On 03/02/14 01:32, Florian Pritz wrote:
> On 02.02.2014 12:13, Allan McRae wrote:
>> On 02/02/14 04:12, Florian Pritz wrote:
>>> This greatly speeds up file list generation times by avoiding
>>> uncompressing the whole package.
>>>
>>> pacman -S base with a deliberate file conflict:
>>> before: 9.1 seconds
>>> after:  2.2 seconds
>>>
>>> Signed-off-by: Florian Pritz <[email protected]>
>>> ---
>>>
>>> v4:
>>>
>>> - fix mem leak when cleaning up pkg->files
>>> - make mtree_*size names a little more descriptive
>>> - switch comments to c style
>>> - break some long lines, there are still a few left..

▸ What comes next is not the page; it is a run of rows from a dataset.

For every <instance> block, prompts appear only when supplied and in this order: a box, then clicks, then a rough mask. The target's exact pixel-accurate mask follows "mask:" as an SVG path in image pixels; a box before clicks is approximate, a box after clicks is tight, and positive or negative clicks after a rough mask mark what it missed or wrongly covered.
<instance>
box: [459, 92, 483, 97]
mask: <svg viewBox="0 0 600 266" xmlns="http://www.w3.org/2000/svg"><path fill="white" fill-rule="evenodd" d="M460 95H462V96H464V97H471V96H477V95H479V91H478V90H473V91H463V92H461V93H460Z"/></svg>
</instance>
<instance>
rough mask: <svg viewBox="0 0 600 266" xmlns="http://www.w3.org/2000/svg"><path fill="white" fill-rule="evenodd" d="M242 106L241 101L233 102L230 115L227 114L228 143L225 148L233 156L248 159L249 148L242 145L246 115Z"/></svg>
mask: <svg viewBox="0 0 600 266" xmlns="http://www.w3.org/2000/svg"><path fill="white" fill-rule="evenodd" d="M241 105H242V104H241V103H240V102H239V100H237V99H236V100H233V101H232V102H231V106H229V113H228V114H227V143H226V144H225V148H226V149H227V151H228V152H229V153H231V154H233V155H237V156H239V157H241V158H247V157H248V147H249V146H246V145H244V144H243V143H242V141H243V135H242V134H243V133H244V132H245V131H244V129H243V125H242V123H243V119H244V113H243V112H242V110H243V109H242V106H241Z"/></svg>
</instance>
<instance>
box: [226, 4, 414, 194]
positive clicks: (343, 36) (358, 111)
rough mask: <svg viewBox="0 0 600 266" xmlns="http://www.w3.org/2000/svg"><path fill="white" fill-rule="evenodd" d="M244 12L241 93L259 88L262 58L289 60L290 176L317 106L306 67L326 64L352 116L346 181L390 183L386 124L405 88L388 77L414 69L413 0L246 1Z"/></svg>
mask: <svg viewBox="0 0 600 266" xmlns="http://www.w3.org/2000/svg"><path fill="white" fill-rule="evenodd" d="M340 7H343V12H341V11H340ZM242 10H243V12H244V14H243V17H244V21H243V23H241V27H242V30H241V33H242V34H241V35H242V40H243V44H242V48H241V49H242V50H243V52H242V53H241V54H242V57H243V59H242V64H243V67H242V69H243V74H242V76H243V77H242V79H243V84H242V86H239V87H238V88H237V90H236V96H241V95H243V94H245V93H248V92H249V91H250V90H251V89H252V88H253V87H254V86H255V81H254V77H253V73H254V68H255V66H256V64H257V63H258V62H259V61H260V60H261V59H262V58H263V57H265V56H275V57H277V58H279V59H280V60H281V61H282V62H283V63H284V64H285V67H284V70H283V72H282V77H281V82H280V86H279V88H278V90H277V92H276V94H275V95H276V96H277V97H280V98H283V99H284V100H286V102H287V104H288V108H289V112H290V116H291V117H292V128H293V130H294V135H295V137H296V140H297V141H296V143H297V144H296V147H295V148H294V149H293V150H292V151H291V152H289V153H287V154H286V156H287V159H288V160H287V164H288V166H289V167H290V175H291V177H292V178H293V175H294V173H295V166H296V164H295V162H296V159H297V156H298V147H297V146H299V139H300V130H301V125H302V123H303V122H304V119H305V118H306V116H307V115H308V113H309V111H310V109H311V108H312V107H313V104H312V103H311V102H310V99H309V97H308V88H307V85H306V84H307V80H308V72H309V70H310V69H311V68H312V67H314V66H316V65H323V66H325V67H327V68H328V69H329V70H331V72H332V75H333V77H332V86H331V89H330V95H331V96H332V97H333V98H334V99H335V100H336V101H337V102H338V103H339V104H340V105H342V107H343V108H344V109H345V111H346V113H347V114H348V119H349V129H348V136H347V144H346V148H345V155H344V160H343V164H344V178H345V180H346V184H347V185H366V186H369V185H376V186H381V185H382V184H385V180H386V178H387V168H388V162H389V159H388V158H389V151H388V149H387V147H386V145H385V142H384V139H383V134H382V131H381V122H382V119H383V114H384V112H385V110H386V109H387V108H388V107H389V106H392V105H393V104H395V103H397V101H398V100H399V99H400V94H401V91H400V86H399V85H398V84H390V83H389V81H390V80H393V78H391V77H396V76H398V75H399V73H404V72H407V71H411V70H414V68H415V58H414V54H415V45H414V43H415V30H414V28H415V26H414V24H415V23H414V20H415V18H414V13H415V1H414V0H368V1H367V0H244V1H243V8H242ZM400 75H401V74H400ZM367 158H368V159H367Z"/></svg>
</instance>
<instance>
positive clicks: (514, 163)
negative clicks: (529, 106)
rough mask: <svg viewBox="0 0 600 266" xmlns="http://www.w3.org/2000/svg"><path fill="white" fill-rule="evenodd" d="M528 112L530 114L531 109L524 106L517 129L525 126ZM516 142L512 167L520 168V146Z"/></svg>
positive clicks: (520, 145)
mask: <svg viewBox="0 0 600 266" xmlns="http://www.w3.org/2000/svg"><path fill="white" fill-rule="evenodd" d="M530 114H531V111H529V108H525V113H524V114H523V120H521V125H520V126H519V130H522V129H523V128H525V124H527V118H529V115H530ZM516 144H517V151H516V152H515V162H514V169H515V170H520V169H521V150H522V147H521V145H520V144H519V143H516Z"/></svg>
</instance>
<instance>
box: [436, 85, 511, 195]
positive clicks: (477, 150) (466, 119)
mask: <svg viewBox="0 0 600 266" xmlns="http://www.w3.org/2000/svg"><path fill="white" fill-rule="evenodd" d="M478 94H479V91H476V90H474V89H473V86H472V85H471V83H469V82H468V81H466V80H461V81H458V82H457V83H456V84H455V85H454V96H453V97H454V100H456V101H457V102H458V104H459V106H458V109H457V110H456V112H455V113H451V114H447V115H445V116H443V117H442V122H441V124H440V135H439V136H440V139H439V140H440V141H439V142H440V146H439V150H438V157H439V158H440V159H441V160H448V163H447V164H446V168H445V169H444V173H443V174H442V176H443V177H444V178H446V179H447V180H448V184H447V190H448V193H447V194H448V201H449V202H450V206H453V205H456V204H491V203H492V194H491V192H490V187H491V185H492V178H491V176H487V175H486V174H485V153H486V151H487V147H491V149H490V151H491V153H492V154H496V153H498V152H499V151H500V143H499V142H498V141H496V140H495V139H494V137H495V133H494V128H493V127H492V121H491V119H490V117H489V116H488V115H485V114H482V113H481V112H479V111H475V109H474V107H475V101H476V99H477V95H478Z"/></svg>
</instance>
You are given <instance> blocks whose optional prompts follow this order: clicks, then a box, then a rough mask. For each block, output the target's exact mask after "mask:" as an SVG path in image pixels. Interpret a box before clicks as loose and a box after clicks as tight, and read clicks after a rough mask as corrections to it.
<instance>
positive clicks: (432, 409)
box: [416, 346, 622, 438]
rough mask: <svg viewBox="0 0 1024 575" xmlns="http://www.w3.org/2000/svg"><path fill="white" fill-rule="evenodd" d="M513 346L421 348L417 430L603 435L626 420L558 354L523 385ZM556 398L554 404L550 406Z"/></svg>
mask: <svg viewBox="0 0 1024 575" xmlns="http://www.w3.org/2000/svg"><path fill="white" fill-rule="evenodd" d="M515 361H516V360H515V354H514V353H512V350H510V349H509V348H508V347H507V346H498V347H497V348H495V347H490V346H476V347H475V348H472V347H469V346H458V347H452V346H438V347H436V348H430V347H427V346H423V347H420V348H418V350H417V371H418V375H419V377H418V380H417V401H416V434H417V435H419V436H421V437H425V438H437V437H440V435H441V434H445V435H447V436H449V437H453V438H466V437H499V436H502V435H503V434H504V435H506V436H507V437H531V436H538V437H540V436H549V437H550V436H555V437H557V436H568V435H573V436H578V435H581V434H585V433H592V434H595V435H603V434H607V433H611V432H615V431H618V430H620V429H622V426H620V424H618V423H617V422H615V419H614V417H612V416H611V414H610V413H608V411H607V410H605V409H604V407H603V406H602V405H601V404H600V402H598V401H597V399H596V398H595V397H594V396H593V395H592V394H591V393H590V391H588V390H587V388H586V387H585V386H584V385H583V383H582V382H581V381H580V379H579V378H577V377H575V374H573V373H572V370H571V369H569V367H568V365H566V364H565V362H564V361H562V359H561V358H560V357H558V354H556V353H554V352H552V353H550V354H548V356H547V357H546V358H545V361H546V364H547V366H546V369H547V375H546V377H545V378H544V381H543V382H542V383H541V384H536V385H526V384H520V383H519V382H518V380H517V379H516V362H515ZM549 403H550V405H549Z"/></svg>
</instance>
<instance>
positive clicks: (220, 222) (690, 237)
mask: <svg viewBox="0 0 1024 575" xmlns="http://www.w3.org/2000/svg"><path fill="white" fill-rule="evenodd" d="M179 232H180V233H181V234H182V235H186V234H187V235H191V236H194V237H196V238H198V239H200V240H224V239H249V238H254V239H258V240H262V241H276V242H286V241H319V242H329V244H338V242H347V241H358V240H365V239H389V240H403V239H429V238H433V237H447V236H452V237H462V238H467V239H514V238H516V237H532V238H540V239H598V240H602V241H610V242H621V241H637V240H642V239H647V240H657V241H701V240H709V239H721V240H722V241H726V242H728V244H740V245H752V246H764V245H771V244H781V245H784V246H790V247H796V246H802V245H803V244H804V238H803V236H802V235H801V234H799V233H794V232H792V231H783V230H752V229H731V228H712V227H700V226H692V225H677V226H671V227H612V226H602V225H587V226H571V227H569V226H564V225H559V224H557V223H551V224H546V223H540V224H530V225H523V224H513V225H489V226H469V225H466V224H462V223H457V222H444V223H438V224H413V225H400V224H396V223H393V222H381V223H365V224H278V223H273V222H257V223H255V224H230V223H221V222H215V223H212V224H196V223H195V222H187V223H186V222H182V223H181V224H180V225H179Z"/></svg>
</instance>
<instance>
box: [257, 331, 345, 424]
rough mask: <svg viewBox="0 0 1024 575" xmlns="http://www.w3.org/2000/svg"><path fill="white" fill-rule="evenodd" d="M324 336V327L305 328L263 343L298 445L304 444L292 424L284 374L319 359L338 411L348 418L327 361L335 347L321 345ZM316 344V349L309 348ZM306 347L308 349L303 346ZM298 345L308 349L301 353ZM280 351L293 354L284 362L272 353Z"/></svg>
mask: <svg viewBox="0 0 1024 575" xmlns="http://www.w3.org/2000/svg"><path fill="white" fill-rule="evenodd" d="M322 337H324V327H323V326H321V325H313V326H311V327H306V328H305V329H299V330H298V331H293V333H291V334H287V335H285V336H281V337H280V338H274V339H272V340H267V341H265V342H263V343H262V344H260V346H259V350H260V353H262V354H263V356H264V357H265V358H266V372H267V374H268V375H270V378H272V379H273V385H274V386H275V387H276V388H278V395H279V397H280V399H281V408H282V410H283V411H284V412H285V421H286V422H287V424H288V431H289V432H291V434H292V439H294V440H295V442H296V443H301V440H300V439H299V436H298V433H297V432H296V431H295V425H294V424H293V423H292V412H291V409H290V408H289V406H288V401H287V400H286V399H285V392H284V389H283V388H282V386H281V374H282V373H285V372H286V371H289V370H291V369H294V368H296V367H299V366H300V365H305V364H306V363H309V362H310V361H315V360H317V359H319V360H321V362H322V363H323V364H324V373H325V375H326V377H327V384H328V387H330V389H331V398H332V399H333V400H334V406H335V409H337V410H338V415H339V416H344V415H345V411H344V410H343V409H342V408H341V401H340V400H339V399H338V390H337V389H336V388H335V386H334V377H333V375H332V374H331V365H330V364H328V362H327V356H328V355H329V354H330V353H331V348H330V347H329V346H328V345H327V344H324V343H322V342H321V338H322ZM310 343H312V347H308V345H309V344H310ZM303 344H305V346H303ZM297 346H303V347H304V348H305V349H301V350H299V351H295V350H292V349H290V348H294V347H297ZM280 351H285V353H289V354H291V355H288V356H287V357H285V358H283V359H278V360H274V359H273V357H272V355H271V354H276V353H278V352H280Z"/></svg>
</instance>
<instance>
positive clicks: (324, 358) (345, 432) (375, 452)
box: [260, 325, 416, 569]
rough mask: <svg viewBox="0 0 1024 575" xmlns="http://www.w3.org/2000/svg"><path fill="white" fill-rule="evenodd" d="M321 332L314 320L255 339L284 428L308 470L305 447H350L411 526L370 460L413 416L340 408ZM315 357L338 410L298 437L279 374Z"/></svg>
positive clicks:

>>> - files starting with . are handled by handle_simple_path now
>>> - pass the path directly to add_entry_to_files_list
>>> - consolidate early breaking in main loop
>>>
>>> NOT changed:
>>>
>>> - ret for archive_read_next_header: copied from original code in
>>>   _alpm_pkg_load_internal, if anyone cares feel free to change it later
>>> - I didn't break all lines > 80 chars, that should probably be done in a
>>>   line break cleanup only commit
>>>
>>>  lib/libalpm/be_package.c | 150 
>>> +++++++++++++++++++++++++++++++++++++++++++++--
>>>  1 file changed, 146 insertions(+), 4 deletions(-)
>>>
>>> diff --git a/lib/libalpm/be_package.c b/lib/libalpm/be_package.c
>>> index 393f436..ac52ae1 100644
>>> --- a/lib/libalpm/be_package.c
>>> +++ b/lib/libalpm/be_package.c
>>> @@ -386,13 +386,36 @@ static int add_entry_to_files_list(alpm_pkg_t *pkg, 
>>> size_t *files_size,
>>>  {
>>>     const size_t files_count = pkg->files.count;
>>>     alpm_file_t *current_file;
>>> +   mode_t type;
>>> +   size_t pathlen;
>>>  
>>>     if(!_alpm_realloc((void **)&pkg->files.files, files_size, (files_count 
>>> + 1) * sizeof(alpm_file_t))) {
>>>             return -1;
>>>     }
>>>  
>>> +   type = archive_entry_filetype(entry);
>>> +
>>> +   pathlen = strlen(path);
>>> +
>>>     current_file = pkg->files.files + files_count;
>>> -   STRDUP(current_file->name, path, return -1);
>>> +
>>> +   /* mtree paths don't contain a tailing slash, those we get from
>>> +    * the archive directly do (expensive way)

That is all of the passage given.